Brain 18Fluorodeoxyglucose-Positron Emission Tomography changes in Amyotrophic Lateral Sclerosis with TARDBP mutations

Amyotrophic Lateral Sclerosis (ALS) is a motor neuron degenerative disorder, causing death within 2-5 years from onset. In 2008, mutations of TARDBP gene, encoding for TDP-43, were identified as cause of familial (fALS) and sporadic ALS (sALS).1 The cytoplasmic inclusions of hyperphosphorylated TDP-43 (pTDP-43) within neurons and glia in the motor cortex is the neuropathological hallmark in ~95% of ALS cases, with the exception of those with SOD1 and FUS mutations.2 In a population-based study the presence of TARDBP mutations was associated with an increased frequency of a predominantly upper motor neuron phenotype (Chiò A, Moglia C, Canosa A, et al. ALS phenotype is influenced by age, sex, and genetics: A population-based study.
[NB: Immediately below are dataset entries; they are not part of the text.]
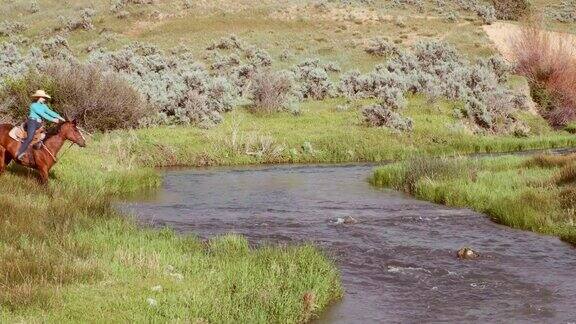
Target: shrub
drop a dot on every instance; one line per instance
(487, 13)
(313, 79)
(8, 29)
(379, 115)
(34, 8)
(550, 67)
(272, 91)
(178, 88)
(14, 64)
(84, 21)
(436, 69)
(231, 42)
(381, 47)
(511, 9)
(564, 11)
(99, 101)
Neurology. 2020;94(8):e802-e810. doi:10.1212/WNL.0000000000008869). Currently, neuroimaging studies evaluating in vivo the extent of the neurodegenerative process in patients with TARDBP mutations (TARDBP-ALS) are limited, highlighting frontotemporal changes in cases with cognitive-behavioural impairment (Häkkinen S, Chu SA, Lee SE. Neuroimaging in genetic frontotemporal dementia and amyotrophic lateral sclerosis. Neurobiol Dis. 2020;145:105063. doi:10.1016/j.nbd.2020.105063). We aimed to assess the brain metabolic changes associated with TARDBP-ALS, performing brain 18-F-2-fluoro-2-deoxy-D-glucose positron emission tomography (18F-FDG-PET).